Fast and Accurate Gigapixel Pathological Image Classification with Hierarchical Distillation Multi-Instance Learning
Jiuyang Dong, Junjun Jiang, Kui Jiang, Jiahan Li, Yongbing Zhang
TL;DR
This work tackles the high inference cost of multi-instance learning on gigapixel whole-slide images by introducing HDMIL, a hierarchical distillation MIL framework. It combines a dynamic multi-instance network (DMIN) operating on high-resolution WSIs to generate instance relevance masks and a lightweight instance pre-screening network (LIPN) operating on low-resolution WSIs to predict patch relevance, enabling efficient inference with minimal performance loss. A Chebyshev-polynomials-based Kolmogorov-Arnold (CKA) classifier enhances the aggregation of bag representations. Across Camelyon16, TCGA-NSCLC, and TCGA-BRCA, HDMIL surpasses state-of-the-art MIL methods in AUC and accuracy while substantially reducing inference time (e.g., up to 28.6% on Camelyon16). These results demonstrate a practical path to fast and accurate WSI classification by discarding irrelevant patches in a principled, distillation-driven manner.
Abstract
Although multi-instance learning (MIL) has succeeded in pathological image classification, it faces the challenge of high inference costs due to processing numerous patches from gigapixel whole slide images (WSIs). To address this, we propose HDMIL, a hierarchical distillation multi-instance learning framework that achieves fast and accurate classification by eliminating irrelevant patches. HDMIL consists of two key components: the dynamic multi-instance network (DMIN) and the lightweight instance pre-screening network (LIPN). DMIN operates on high-resolution WSIs, while LIPN operates on the corresponding low-resolution counterparts. During training, DMIN are trained for WSI classification while generating attention-score-based masks that indicate irrelevant patches. These masks then guide the training of LIPN to predict the relevance of each low-resolution patch. During testing, LIPN first determines the useful regions within low-resolution WSIs, which indirectly enables us to eliminate irrelevant regions in high-resolution WSIs, thereby reducing inference time without causing performance degradation.
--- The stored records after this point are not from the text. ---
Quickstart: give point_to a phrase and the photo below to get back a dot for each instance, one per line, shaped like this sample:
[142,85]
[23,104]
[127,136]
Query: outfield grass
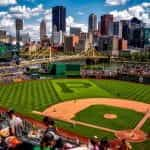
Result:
[126,118]
[126,90]
[38,95]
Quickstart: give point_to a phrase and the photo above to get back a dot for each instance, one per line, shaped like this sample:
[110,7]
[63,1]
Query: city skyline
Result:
[34,11]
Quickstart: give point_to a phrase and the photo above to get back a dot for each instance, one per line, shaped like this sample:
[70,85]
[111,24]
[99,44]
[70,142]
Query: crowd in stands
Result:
[125,69]
[19,134]
[135,69]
In addition, we further design the first Chebyshev-polynomials-based Kolmogorov-Arnold classifier in computational pathology, which enhances the performance of HDMIL through learnable activation layers. Extensive experiments on three public datasets demonstrate that HDMIL outperforms previous state-of-the-art methods, e.g., achieving improvements of 3.13% in AUC while reducing inference time by 28.6% on the Camelyon16 dataset.